Recently, I ran across a quote from the current Biggersville basketball coach Cliff Little in a tweet from Southern Sentinel’s Kedrick Storey. Coach Little in reference to his upcoming opponent, Blue Mountain, said that they were “hungry…They’re like a man by a dumpster looking for a crumb.” Though some may see that as a slight at Blue Mountain or maybe even a negative remark about homelessness, Coach Little’s remark about Blue Mountain was the biggest compliment. Never would I want to be in an all-out brawl with someone who was that hungry.
Though I am very young, I do always love to hear a quote which resonates within me. It always seems to come from a leader. Yet it is not always a public figure or someone with a microphone in their face that easily reaches multiple forums, but usually a person willing to take a group of young men or young women and mold them with his or her words. And sometimes a reporter like Storey is blessed to hear a quote which he shares with the public and it gives a small glimpse into the coach and team dynamic. All in all, coaches will leave nuggets between the ears of young people everywhere saying the darndest things.
Many of the quotes I will remember until the day I die came from my junior high football coach. Coach Terry Smithhart was gentle like a grandfather and as hard-nosed as a five-star general. Coach Smithhart, or as we preferred to call him simply “Smithhart,” always seemed to have some kind of colloquial saying from yesteryear which could always accurately characterize a situation in just a few words. Some of my favorites came during Oklahoma, a drill where a running back and linebacker lined up to test their wills and strength within a five yard gap. If someone was clobbered during the process of the drill, Smithhart would quip “you got whipped like a red-headed stepchild!” Even better was when a player would look absolutely lost during practice and Smithhart would pull the young man aside and call out “…you look like a fart in a whirlwind!” That always got a group of eighth grade boys laughing and asking “did he just say fart?”
One of the most memorable and meaningful quotes Coach Smithhart spoke occurred following a hard fought, gut and heart wrenching battle against Northwest Rankin Junior High. After escaping Flowood, Mississippi with a win, Smithhart gathered the whole team after a well-deserved overtime victory at the twenty yard-line. He talked about how much this victory meant and how formidable an opponent the Cougars were that day. Then like something that would not even make the cut of a movie, Smithhart spoke the words that made me think that hair may burst from my chest and grow like a rainforest. Smithhart said “…after this game, y’all’s [expletive] just dropped…” Yep, I’ll let you fill in the blank. But with that quote, Coach Smithhart reached legendary status with every single one of us on the team. Now Smithhart was far from being crude, but just wanted us to know that we were men in his eyes and that was enough to make me into a man.
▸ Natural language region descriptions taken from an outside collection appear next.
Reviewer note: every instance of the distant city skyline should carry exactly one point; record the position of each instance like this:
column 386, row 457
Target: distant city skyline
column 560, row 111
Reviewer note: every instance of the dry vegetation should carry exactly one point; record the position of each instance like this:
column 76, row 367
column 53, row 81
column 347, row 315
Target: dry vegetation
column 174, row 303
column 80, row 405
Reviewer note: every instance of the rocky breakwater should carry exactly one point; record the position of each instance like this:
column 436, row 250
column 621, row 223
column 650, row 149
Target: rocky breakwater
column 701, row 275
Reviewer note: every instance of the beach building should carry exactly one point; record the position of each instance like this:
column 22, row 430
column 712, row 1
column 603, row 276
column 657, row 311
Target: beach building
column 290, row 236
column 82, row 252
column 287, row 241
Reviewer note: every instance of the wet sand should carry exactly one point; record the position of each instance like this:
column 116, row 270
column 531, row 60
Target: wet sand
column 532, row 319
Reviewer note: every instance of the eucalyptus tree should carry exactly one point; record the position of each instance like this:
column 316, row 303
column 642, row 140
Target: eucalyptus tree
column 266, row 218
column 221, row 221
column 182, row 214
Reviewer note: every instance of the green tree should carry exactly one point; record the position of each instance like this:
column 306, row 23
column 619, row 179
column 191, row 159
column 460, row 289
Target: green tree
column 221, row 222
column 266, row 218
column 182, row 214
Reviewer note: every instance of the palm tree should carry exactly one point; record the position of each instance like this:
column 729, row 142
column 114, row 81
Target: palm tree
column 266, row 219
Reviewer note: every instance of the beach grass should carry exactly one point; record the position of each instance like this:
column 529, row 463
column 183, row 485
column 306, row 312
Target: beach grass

As I continued to go through football, I wondered if I would ever hear another orator like Coach Smithhart. I soon found Coach Scott Brown, former head coach of Clinton High School and now head coach at Pontotoc High. Coach Brown, or as we the players preferred to refer to him as Scott, was usually very quiet and soft-spoken around the players. Scott was notorious for forgetting players’ names and simply would come up with his very own names for them such as “Tex” or “Donkey Kong.” But one of the more memorable moments was when Coach Brown entered into the weight room at CHS on a sultry September Friday prior to a televised kick-off against arch-rival Madison Central. Scott asked how everyone was feeling…then followed the joke from his mouth. “So who is still number four?” Well everyone looked absolutely shocked, “Is this the pep talk?,” “I don’t know if I’m excited anymore?,” or “HUH?” Well I will give you the answer, “Ole Miss isn’t number four but Brett Favre is!” in reference to the drumming the Rebels had received to the hands of South Carolina the night before. Though at the time I did not think this was the right time for jokes, looking back I feel that the joke may have been a great relaxer had everyone taking grasp of it. In a way, the joke was the perfect anecdote for the upcoming storm which we found ourselves in.
We all know in life, as well as sports, that the words we speak have a profound effect, good or bad, on those that they are directed to, or even those that overhear them. These examples from my playing career are some of the classic coaching quips that did have a positive effect on me. My hope is that all coaches, as well as all of us in everyday life, use their words for good, to achieve goals and objectives, and not for evil or hurt, even when unintended.
What these coaches say during the impressionable times of these young men and women’s lives will leave deep impacts on them forever. When you are young, it does seem like a coach does say the darndest things, but with a few years further down the line, it seems to finally soak in. You never want to be “...the fart in a whirlwind...” or let work “whip you like a red-headed stepchild.” Sometimes it is okay to be that man beside a dumpster, hungry, and waiting for a crumb. But most importantly, it is sometimes best to just laugh in the face of a serious coming storm.